The idea is that when temperature and sunshine are the same (or similar) at two or more locations, the growing conditions, and the energy available for grass growth, are the same (or similar). When the temperature and sunshine are different, with no overlap, then the growing conditions are clearly different.
I think this is interesting and informative because such an approach can help to identify places that we might think are similar, but are in fact different, and vice versa. The implications for maintenance requirements, grass selection, and location to location comparisons are also evident from such representations of climate data. I've made some more plots to illustrate this.
I start with Miami. The normal monthly mean temperature is shown on the x-axis and the mean daily sunshine hours for that month are shown on the y-axis. The polygon defined by each of the 12 months of the year expresses what the normal growing environment is like at Miami. Places that are similar to Miami should have overlap in light and temperature with Miami. Places that are different should have little or no overlap.
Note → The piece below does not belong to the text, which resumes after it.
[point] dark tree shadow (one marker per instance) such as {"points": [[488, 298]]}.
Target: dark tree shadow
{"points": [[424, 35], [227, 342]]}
Moscow, for example, has no overlap with Miami. I don't think anyone would expect it to.
The hottest months of the year at Moscow are cooler (with more sunshine) than the coldest months at Miami. There is no overlap between these locations.
New York City has some overlap with both Miami and Moscow. If I plot New York on this chart, I can see which months at New York are similar to Miami or Moscow.
June in New York is similar in temperature and sunshine to March in Miami, September in New York is almost the same as January in Miami, and July and August in New York are between March and October conditions in Miami. One can also see the seasonal overlap between New York and Moscow conditions.
How about another warm season location like Miami? This plot adds Singapore conditions.
There is no overlap between Singapore and Miami, even though both are warm-season locations. There is more overlap between New York and Miami (about 3 months) than there is between Singapore and Miami (0 months). This has implications for grass selection and management. That is, the grasses the work in Singapore may not do very well in Miami, and vice versa.
Some places are predictably similar. Portland, and Seattle, for example, have almost complete overlap.
Other locations that one might expect to be similar have no overlap at all. I often use Honolulu and Hilo as an example. And sure enough, one finds different grass species growing at these two locations.
This video discusses Hilo and Honolulu.
One can also look at transition zone locations, like Atlanta, where both warm and cool-season grasses are grown.
Melbourne is another transition zone location, with golf course fairways and sports fields usually planted to warm-season grasses, and golf course putting greens usually planted to cool-season grasses.